Wouter loopt muurvast op de huizenmarkt
Wouter is 34 en klaar met het eindeloze huizenjagen. Met z’n vriendin speurt hij al bijna twee jaar door Funda en langs makelaars. Zodra je denkt dat het gelukt is, is het huis alweer weg of schiet de prijs omhoog. “Je doet wat je kunt, maar je holt steeds achter de feiten aan,” zegt hij moe. Voor zijn gevoel loopt er telkens net iemand één stap voor je uit.
Ruime huizen tegenover benauwde appartementen
Wat hem het meest frustreert? Dat veel gepensioneerden in riante gezinswoningen blijven zitten. Vaak met z’n tweeën in een huis met meerdere slaapkamers en een tuin waar nauwelijks nog iets mee gebeurt. Ondertussen zitten jonge stellen zoals Wouter en zijn vriendin opgepropt in een klein appartement zonder uitzicht op groter. “Het voelt gewoon krom,” zegt hij. “Jarenlang in een te groot huis blijven terwijl wij nergens heen kunnen. Die meters doen in feite niets.”
Een woningmarkt die geen kant op gaat
Hij is niet de enige. Vrienden en kennissen vertellen hetzelfde: noodgedwongen (weer) bij ouders wonen, met kleine kinderen in een te krappe huurwoning of na elke bezichtiging als nummer tien eindigen. Wouter ziet twee oorzaken die elkaar versterken: te weinig nieuwbouw én te weinig doorstroming omdat ouderen grote woningen blijven bezetten. “Je merkt dat er bijna geen beweging in zit,” zegt hij. “De markt zit dicht.”
Laat doorstromen naar passend wonen de norm zijn
Wouter vindt dat er sneller ruimte vrij moet komen. Volgens hem is het logisch als ouderen verhuizen naar iets dat beter past bij hun levensfase. “Waarom drie lege kamers houden als je ze niet gebruikt? Zonde van de ruimte,” zegt hij. Hij begrijpt dat verhuizen beladen kan zijn, zeker als een huis vol herinneringen zit. “Maar ergens moet je eerlijk zijn: als niemand een stap zet, verandert er niks.”

Prikkels en stevig beleid
Hij snapt dat je niemand kunt dwingen zijn huis te verlaten, maar vindt wel dat de overheid veel steviger mag sturen. Denk aan fiscaal voordeel voor gepensioneerden die kleiner of gelijkvloers gaan wonen. “Maak het gewoon superaantrekkelijk,” oppert hij. “Regel belastingkorting, lagere overdrachtsbelasting of een verhuisbonus. Dan gaan meer mensen het serieus overwegen.” Volgens Wouter kan zo’n aanpak de doorstroming op gang helpen en tegelijk de vraag naar compacte, levensloopbestendige woningen aanjagen.

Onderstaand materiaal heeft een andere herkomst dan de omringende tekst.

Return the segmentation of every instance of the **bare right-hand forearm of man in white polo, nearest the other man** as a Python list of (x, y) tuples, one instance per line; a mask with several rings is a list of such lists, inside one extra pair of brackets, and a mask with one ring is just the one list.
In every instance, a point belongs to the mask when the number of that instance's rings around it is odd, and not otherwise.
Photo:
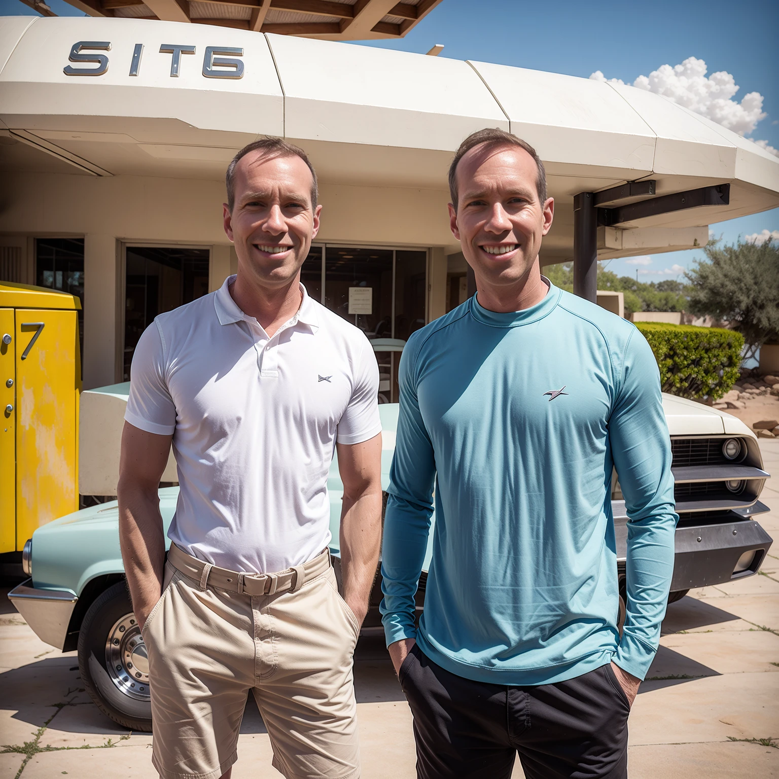
[(360, 495), (344, 495), (340, 521), (341, 577), (344, 601), (361, 622), (379, 562), (382, 532), (381, 485), (370, 485)]

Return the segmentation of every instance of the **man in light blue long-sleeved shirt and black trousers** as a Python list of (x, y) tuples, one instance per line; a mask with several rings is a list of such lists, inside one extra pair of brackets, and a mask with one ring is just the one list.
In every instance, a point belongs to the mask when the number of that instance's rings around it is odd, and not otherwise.
[[(476, 133), (449, 183), (478, 294), (404, 350), (382, 562), (418, 775), (508, 777), (518, 751), (528, 777), (626, 776), (678, 519), (657, 364), (631, 323), (541, 277), (554, 203), (532, 148)], [(612, 467), (629, 515), (622, 637)]]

Wat dat doet met bouw en banen
Meer vraag naar kleinere, toegankelijke woningen geeft volgens hem een stevige impuls aan de bouw. Ontwikkelaars krijgen dan een duidelijk signaal: bouw niet alleen grote gezinswoningen, maar ook genoeg passende alternatieven voor ouderen. Dat levert extra woningen op voor starters en jonge gezinnen én kan werkgelegenheid creëren. “Als je de juiste woningen aanbiedt, komt de rest vanzelf in beweging,” denkt hij.
Begrip voor gevoel, maar oog voor het geheel
Een vriend van Wouter bekeek laatst een huis van een ouder stel dat al jaren geen kinderen meer thuis heeft, maar niet wil verhuizen vanwege de herinneringen. Wouter snapt dat echt. Tegelijk hoopt hij dat mensen het bredere belang zien. “Het gaat niet alleen om vierkante meters, maar om eerlijk verdelen,” zegt hij. “Iedereen verdient een kans op een fijn thuis. Nu lopen te veel jongeren vast omdat er te weinig wordt doorgegeven.”
Geen strijd, wel eerlijk spel
Wouter benadrukt dat hij geen conflict zoekt met ouderen. Voor hem draait het om eerlijk beleid dat doorstromen normaal maakt in plaats van uitzondering. “Ik gun iedereen z’n plek,” zegt hij. “Maar het idee dat je voor altijd in hetzelfde huis blijft, hoe groot of leeg ook, helpt de woningmarkt niet. Met de juiste prikkels en opties komt er ruimte vrij voor de volgende generatie.” Volgens hem is dat de manier om een vastgelopen markt weer op gang te krijgen.